The past and present of U.S. Open squash floated past me this long weekend. First on Thursday I went to Diehl Mateer’s funeral in Wayne, Penna. It was a powerful experience, remembering the life of a great player who twice won the U.S. Open, and a great person, father, husband and friend. And worshipping together with so many past greats, all the national champions (and former doubles partners of Diehl’s) in attendance. A very incomplete list included: Charlie Baker, Carter Fergusson, Ned Edwards, Sam Howe, Bill Wilson, Dave McMullin, Palmer and David Page, Hobie Porter, Jamie Heldring, Rich Sheppard, John Hentz, Andy Nehrbas, Howard Coonley, Darwin Kingsley, Ben Heckscher, Morris Clothier, my father, and of course Gil and Drew Mateer.

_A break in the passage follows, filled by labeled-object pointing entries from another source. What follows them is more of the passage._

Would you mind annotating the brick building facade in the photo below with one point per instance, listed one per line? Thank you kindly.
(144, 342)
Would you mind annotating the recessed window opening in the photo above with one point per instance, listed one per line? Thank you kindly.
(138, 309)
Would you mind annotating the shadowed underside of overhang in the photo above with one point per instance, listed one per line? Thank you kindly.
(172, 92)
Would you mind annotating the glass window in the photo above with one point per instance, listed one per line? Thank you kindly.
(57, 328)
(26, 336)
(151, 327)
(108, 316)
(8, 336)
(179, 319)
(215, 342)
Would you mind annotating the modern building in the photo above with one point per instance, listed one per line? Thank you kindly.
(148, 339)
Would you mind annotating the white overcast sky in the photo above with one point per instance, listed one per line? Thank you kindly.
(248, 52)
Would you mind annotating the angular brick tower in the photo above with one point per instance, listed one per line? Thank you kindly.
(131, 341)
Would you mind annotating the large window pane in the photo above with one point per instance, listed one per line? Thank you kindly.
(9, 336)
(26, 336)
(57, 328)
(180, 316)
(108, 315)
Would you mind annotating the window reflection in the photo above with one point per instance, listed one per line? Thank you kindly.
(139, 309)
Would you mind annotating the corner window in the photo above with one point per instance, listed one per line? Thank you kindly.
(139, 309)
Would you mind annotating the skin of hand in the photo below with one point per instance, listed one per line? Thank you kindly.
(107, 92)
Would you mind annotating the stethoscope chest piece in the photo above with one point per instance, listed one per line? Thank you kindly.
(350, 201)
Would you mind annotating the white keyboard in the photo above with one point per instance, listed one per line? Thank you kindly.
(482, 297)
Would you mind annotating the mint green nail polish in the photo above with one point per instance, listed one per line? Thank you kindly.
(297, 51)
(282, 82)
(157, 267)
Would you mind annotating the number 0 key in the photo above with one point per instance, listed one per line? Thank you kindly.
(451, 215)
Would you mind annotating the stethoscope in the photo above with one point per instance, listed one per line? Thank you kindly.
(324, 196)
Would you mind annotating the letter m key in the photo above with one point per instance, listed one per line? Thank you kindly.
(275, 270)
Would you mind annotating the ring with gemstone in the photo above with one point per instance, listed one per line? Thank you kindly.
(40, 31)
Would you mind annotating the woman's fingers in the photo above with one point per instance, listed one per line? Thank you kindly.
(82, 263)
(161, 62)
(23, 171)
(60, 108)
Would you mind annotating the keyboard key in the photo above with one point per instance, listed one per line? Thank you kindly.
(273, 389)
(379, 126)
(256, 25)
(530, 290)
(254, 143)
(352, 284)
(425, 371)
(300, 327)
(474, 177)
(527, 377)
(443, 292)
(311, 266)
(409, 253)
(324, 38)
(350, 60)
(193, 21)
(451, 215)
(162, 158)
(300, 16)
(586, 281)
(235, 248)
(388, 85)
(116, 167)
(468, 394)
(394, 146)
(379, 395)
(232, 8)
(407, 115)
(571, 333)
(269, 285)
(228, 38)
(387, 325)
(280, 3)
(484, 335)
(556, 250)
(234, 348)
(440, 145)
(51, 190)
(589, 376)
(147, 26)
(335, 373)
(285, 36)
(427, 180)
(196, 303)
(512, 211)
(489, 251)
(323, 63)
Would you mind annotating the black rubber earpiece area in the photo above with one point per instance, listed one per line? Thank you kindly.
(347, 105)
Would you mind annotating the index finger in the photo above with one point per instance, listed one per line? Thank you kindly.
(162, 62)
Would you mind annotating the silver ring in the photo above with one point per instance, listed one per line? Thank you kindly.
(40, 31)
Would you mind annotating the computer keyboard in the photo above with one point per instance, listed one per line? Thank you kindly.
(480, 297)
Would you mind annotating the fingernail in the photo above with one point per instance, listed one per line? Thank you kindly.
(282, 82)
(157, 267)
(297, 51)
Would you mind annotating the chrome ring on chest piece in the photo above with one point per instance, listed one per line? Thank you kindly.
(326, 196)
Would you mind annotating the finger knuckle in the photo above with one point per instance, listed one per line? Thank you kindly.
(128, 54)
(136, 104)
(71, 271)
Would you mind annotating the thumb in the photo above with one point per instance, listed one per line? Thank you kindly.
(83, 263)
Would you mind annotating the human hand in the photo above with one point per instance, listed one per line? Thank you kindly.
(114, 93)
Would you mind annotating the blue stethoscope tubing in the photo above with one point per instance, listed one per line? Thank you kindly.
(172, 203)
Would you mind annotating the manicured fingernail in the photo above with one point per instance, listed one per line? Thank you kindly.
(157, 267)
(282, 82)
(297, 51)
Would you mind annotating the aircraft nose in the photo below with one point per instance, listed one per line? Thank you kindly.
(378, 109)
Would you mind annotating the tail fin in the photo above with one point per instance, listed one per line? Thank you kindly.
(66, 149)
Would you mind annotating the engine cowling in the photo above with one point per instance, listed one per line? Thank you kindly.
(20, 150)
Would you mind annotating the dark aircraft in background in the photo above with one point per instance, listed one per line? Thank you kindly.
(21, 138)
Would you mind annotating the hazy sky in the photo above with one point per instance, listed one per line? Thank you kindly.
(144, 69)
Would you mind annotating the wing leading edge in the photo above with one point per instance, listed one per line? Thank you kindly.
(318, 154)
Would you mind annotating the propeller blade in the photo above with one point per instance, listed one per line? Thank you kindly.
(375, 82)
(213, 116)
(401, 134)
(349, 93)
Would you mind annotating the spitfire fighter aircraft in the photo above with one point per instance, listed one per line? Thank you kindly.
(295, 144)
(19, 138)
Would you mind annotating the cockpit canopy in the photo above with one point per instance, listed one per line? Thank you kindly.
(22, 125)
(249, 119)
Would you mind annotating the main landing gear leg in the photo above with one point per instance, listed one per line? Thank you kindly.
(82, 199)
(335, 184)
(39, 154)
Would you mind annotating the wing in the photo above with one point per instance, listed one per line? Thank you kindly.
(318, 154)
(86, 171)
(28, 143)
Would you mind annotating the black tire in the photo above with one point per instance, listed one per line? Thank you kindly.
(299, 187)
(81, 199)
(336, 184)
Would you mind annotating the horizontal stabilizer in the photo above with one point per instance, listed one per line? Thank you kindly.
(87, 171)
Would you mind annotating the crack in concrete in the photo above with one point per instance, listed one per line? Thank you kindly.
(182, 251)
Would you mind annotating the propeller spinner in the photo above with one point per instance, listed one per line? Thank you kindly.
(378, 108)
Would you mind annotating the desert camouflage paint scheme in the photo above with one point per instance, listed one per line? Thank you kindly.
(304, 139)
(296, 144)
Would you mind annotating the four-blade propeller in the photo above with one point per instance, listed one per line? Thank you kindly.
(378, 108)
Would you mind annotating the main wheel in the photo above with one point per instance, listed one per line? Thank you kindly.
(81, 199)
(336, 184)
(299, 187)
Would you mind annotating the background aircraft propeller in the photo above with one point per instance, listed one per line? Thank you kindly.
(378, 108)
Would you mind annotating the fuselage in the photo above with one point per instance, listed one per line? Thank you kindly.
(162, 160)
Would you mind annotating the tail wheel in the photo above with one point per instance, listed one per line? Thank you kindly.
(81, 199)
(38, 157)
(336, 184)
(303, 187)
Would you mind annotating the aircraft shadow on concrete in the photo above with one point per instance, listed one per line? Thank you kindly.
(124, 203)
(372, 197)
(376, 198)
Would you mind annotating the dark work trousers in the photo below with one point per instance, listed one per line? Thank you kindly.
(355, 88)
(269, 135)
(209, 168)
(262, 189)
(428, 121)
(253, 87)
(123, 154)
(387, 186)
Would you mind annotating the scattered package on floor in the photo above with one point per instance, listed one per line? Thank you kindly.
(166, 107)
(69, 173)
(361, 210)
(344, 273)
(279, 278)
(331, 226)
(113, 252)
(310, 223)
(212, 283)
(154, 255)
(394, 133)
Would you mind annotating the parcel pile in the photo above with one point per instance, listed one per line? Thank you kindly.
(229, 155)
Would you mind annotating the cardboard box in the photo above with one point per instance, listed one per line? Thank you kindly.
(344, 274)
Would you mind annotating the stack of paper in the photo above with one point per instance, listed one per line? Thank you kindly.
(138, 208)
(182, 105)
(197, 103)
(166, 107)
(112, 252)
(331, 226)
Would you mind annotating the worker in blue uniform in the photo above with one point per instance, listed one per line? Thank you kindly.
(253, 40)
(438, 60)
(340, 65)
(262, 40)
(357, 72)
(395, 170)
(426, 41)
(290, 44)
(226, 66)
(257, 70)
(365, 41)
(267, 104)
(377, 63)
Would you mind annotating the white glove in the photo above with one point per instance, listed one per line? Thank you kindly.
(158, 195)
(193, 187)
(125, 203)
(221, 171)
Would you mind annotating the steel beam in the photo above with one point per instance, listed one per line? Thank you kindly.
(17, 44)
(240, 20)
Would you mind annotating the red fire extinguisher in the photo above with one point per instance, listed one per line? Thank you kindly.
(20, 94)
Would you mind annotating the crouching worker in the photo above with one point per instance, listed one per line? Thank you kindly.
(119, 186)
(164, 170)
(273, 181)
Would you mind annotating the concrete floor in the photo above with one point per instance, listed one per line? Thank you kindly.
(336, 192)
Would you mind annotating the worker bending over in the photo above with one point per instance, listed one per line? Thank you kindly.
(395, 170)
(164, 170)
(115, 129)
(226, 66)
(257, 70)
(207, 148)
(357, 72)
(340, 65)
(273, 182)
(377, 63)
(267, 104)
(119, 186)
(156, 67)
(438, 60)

On Saturday I spent thirteen hours at the first main day at the 2012 Delaware Investments U.S. Open at Drexel: watching juniors play down in the basement; women in the qualies in the courts on the main floor; and the men on the show court in the basketball arena.

More of the past: I watched matches with Sam Howe. The first U.S. Open he played in was in 1961, in Indianapolis (Roshan Khan beat Azam Khan in three in the final). And with Tom Poor, who was one of the key people behind the first portable court squash event in the country, the 1984 Boston Open. Look how far we’ve come.

I talked, within two minutes, with all three Americans to win a world squash title: Jack Herrick (world 45s in 1983); Joyce Davenport (world 50s in 1992) and Amanda Sobhy (world juniors, 2010). That was cool.

The highlight of the night was Chris Gordon’s breathtaking, breakthrough win over Hisham Ashour. At age twenty-six, he won his first World Series main draw match, beating a guy ranked fifty-seven spots above him. Talk about unexpected.